Eu estou ferrada. Eu realmente estou ferrada. Aqui é escuro para um inferno. Eu não consigo enxergar nada. Não tem lamparinas e muito menos tochas.
Estendo as mãos e começo a abanar elas até sentir uma parede, e apoiada a ela, começo a andar para frente e de lado, como um caranguejo, com os olhos bem abertos na esperança de enxergar algo, o que parecia impossível.
Escuto os passos voltarem a ficar altos, e isso me faz pensar que quem quer que seja, também entrou onde eu estou.
Eu estou ferrada. Eles vão me jogar para os tubarões.

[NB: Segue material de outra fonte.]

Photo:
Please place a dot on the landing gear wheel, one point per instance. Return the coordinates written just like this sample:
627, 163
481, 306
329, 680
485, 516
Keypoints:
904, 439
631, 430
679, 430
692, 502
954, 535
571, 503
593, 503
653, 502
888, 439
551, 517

As batidas nervosas do meu coração, pareciam que ecoavam por todo o corredor escuro, tamanho era o meu nervosismo.
Continuo andando de lado, tateando a parede. Sinto a lateral da minha canela topar com alguma coisa.
Essa porcaria doeu.
Como se pudesse enxergar na falta de luz, encaro o corredor escuro, não vendo nada, apenas escutando os passos.

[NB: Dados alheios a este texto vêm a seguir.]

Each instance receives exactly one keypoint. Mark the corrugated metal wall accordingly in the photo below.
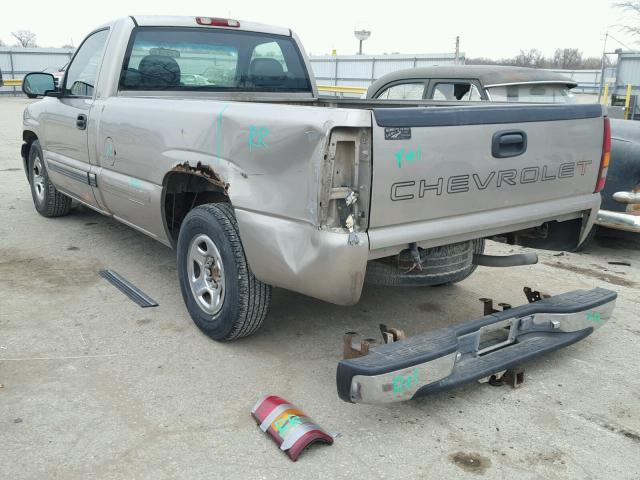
(15, 63)
(361, 70)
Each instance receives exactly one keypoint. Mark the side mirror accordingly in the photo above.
(37, 84)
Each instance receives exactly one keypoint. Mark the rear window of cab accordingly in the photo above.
(173, 58)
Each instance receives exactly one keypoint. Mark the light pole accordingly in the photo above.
(362, 35)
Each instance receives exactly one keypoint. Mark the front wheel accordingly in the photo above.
(49, 202)
(222, 296)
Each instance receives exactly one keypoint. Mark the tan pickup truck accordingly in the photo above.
(208, 135)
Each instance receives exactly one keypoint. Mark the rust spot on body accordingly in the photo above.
(201, 170)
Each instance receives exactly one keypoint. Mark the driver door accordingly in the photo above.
(66, 149)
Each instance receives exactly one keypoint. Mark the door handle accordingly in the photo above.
(81, 122)
(508, 143)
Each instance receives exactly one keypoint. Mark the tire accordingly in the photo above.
(49, 202)
(211, 260)
(440, 266)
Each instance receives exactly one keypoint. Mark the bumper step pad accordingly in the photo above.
(442, 359)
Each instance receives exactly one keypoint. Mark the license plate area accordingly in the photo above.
(497, 335)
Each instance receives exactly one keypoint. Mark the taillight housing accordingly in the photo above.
(217, 22)
(606, 155)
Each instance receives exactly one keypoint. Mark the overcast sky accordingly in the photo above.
(494, 28)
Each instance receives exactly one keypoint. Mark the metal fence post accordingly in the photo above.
(13, 74)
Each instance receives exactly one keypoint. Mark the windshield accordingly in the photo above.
(172, 58)
(532, 93)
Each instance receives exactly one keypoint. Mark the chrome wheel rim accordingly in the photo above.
(38, 178)
(206, 274)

Passo as mãos sobre o que bateu contra minha canela e sinto degraus, dos quais, não penso duas vezes ao subir, usando pés e mãos para isso. Minha cabeça encosta no teto. Toco minha mão nele, e percebo ser mais um alçapão. O forço para cima e, para minha sorte, ele estava aberto. Subo para o primeiro andar do navio e trato de fechar o alçapão antes que o dono dos passos me encontre. Olho em volto e percebo estar em um corredor pequeno, com apenas duas opções de portas. E desesperada para me esconder, tento abrir a porta com maçaneta dourada. Assim como o alçapão, essa porta também estava aberta. O lado de dentro também era escuro, e eu só conseguia enxergar a silhueta das coisas, e foi dessa maneira que optei por me esconder dentro de um pequeno armário, ao invés da mesa. Puxo a porta dupla, que range, depois me enfio dentro do armário. Meu corpo esbarra em algumas coisas penduradas, que sinto balançarem. Tateio o que fez um baixo barulho metálico, e sinto uma fisgada na palma da minha mão.

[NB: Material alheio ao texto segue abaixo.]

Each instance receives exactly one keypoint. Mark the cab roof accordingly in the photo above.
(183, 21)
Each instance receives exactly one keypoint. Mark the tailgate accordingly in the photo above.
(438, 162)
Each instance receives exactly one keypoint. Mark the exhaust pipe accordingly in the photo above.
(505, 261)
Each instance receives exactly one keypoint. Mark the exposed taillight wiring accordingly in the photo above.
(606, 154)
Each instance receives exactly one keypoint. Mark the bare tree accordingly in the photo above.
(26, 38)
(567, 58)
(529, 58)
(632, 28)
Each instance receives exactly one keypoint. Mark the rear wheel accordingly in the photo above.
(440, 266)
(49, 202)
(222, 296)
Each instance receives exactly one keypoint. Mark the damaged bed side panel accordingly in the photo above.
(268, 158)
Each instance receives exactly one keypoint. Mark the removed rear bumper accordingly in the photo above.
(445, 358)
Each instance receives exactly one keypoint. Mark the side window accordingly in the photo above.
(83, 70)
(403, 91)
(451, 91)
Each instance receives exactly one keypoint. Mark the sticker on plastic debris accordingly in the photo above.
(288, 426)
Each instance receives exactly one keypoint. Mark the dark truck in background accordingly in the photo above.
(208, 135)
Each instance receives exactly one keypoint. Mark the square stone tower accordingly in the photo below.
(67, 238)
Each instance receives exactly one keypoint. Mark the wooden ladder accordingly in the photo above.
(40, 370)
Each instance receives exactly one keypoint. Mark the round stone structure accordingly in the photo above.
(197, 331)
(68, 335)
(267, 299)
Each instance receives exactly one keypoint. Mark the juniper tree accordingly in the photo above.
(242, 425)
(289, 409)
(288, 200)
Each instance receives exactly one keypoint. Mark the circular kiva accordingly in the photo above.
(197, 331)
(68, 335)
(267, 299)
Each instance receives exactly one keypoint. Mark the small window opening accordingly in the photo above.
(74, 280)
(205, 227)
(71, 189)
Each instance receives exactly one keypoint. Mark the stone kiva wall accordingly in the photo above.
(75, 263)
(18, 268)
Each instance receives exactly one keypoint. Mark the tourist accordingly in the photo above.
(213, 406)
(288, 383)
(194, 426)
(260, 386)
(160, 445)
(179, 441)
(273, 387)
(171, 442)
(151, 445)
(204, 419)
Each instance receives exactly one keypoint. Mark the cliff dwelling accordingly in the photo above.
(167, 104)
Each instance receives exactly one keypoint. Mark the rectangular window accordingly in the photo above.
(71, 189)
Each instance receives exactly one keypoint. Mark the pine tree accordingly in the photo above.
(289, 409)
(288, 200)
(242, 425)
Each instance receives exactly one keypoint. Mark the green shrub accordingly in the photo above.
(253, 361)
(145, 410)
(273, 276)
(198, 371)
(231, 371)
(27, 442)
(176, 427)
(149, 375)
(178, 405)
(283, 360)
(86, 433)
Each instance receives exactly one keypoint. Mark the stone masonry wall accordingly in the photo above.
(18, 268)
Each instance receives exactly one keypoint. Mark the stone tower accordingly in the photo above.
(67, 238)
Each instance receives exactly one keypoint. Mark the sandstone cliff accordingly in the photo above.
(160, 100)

— Uma espada? — Sussurro baixo, espantada. — Onde você foi se enfiar, Serena? — Suspiro baixo, e fecho minha mão que ardia, a sentindo sangrar.
O meu coração se agita mais uma vez quando escuto a porta da sala se abrir. Os mesmos passos pesados ecoam por perto, e prende até mesmo minha respiração para não ser descoberta.
O dono ou dona dos passos, anda para lá e para cá, parecendo mexer e algumas coisas.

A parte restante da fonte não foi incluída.